P(no toys on first visit) = P(door not answered) * P(no toddler in residence) = (1 - P(door answered)) * (1 - P(toddler in residence))
P(no toys on second visit) = P(door not answered) * P(no toddler in residence) = (1 - P(door answered)) * (1 - P(toddler in residence))
To find the probability that both events occur, we multiply the probabilities together:
P(no toys on both visits) = P(no toys on first visit) * P(no toys on second visit)
Substituting the given probabilities (P(door answered) = 3/4 and P(toddler in residence) = 1/3):
P(no toys on both visits) = (1 - 3/4) * (1 - 1/3) = 1/4 * 2/3 = 2/12 = 1/6 = 1/6
So, the probability that she has not distributed any toys by the end of her second visit is 1/6.
2. What is the probability that she gives away the first toy on her fourth visit?
To solve this, we need to determine the probability that Marie does not give away any toys on her first three visits (3/4 probability each time), and then on her fourth visit, the door is answered (1/4 probability) and there is a toddler in residence (1/3 probability).
P(no toys on first three visits) = (3/4) * (3/4) * (3/4)
P(toy on fourth visit) = (1/4) * (1/3)
To find the probability that both events occur, we multiply the probabilities together:
P(no toys on first three visits and toy on fourth visit) = P(no toys on first three visits) * P(toy on fourth visit)
Substituting the given probabilities:
P(no toys on first three visits and toy on fourth visit) = (3/4) * (3/4) * (3/4) * (1/4) * (1/3) = (27/256) * (1/4) * (1/3) = 27/3072
So, the probability that she gives away the first toy on her fourth visit is 27/3072.
3. Given that she has given away her second toy on her fifth visit, what is the conditional probability that she will give away her third toy on her eighth visit?
To answer this question, we need to use conditional probability. If we are given that Marie has already given away her second toy on her fifth visit, we can ignore the previous events and focus on the new scenario.
The conditional probability is given by:
P(third toy on eighth visit | second toy on fifth visit) = P(third toy on eighth visit and second toy on fifth visit) / P(second toy on fifth visit)

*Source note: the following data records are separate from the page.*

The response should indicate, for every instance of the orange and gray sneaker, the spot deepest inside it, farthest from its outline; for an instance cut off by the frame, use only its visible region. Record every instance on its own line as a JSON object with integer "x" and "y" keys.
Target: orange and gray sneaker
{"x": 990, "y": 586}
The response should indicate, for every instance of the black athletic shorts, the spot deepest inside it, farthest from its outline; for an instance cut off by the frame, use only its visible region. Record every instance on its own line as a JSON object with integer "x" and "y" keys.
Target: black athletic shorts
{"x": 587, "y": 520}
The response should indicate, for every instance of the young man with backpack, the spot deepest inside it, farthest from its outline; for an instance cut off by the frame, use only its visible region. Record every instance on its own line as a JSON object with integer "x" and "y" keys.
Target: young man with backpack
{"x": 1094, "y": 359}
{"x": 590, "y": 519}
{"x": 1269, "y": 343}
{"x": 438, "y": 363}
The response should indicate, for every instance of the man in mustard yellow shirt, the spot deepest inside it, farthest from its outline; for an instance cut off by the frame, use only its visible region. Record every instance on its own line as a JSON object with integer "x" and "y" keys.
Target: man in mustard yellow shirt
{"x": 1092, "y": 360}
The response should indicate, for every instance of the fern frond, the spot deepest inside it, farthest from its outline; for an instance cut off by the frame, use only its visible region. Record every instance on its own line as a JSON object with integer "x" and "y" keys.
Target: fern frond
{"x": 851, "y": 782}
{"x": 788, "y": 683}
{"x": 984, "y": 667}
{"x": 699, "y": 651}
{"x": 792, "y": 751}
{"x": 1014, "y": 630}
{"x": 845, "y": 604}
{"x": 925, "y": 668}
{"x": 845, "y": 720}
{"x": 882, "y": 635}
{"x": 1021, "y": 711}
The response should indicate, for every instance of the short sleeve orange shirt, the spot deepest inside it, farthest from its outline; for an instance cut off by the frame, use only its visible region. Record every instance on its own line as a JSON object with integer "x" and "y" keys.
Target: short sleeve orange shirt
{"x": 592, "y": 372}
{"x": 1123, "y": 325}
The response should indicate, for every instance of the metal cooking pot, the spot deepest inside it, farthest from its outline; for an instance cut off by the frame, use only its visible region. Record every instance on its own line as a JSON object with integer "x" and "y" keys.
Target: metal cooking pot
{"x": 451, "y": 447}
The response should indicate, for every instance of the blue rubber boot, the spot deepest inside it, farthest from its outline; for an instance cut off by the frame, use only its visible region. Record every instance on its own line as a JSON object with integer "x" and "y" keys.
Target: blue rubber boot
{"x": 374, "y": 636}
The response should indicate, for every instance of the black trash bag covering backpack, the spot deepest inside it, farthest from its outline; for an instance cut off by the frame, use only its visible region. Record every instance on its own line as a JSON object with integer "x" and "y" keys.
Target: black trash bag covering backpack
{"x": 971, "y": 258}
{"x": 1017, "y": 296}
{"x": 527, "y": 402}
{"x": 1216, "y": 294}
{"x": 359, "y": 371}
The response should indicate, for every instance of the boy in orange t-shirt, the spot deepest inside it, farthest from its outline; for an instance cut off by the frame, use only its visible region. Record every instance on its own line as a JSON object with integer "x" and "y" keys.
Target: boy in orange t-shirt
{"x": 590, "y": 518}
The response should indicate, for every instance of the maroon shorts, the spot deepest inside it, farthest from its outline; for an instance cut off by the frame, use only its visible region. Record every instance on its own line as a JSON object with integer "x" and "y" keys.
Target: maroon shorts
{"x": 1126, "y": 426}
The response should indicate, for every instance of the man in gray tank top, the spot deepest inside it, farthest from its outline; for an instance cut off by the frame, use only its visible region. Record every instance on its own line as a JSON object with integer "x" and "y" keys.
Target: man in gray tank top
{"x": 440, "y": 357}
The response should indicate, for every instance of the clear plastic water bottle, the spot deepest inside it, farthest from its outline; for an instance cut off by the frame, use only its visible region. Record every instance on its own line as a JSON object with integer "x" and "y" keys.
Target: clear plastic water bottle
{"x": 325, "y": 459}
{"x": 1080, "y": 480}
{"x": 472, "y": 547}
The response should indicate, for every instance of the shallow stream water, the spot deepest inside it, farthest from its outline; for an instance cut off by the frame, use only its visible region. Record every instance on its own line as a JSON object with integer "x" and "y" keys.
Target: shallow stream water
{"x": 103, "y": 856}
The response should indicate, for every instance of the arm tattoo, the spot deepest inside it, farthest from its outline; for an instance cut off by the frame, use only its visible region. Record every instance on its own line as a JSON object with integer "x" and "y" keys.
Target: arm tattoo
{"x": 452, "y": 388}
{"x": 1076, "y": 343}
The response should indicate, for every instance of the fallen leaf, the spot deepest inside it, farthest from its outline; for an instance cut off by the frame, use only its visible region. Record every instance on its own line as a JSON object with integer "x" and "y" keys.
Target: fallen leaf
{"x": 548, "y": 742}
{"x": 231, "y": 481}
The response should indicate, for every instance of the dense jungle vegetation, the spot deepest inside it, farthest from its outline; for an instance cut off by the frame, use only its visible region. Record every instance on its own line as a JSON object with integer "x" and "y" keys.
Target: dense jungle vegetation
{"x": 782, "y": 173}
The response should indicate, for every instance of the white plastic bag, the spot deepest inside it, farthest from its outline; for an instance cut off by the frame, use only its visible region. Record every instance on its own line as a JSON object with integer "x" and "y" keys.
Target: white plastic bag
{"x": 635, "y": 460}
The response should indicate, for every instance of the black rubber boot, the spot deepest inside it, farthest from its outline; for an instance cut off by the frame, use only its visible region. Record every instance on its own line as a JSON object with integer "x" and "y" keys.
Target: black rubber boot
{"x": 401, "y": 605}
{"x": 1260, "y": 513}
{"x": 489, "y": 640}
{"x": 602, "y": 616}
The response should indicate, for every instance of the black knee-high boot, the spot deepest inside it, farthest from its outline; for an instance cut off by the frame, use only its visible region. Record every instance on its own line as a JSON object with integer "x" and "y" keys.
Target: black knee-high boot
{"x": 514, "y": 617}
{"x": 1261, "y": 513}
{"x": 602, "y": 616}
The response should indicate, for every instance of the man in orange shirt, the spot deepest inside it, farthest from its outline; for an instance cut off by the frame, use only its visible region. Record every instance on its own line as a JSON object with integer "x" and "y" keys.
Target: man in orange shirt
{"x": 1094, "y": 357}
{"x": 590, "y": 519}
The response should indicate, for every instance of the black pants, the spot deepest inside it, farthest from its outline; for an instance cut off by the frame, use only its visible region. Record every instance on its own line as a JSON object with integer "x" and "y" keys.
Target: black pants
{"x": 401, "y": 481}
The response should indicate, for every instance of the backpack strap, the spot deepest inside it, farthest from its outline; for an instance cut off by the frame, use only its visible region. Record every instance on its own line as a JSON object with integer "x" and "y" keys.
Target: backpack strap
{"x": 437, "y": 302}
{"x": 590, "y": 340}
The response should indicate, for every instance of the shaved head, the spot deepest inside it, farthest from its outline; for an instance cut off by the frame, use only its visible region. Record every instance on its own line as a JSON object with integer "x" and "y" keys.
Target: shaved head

Since the events related to different households are independent, we can calculate each probability separately:
P(third toy on eighth visit and second toy on fifth visit) = (3/4) * (3/4) * (1/4) * (1/3) * (1/4) * (1/3) * (1/4) * (1/3)
P(second toy on fifth visit) = (3/4) * (3/4) * (3/4) * (3/4) * (1/4) * (1/3) * (1/4) * (1/3)
Substituting the given probabilities:
P(third toy on eighth visit | second toy on fifth visit) = [(3/4) * (3/4) * (1/4) * (1/3) * (1/4) * (1/3) * (1/4) * (1/3)] / [(3/4) * (3/4) * (3/4) * (3/4) * (1/4) * (1/3) * (1/4) * (1/3)]
Simplifying the expression, we get:
P(third toy on eighth visit | second toy on fifth visit) = 1/3
So, the conditional probability that she will give away her third toy on her eighth visit, given she has given away her second toy on her fifth visit, is 1/3.
I hope this helps! Let me know if you have any further questions.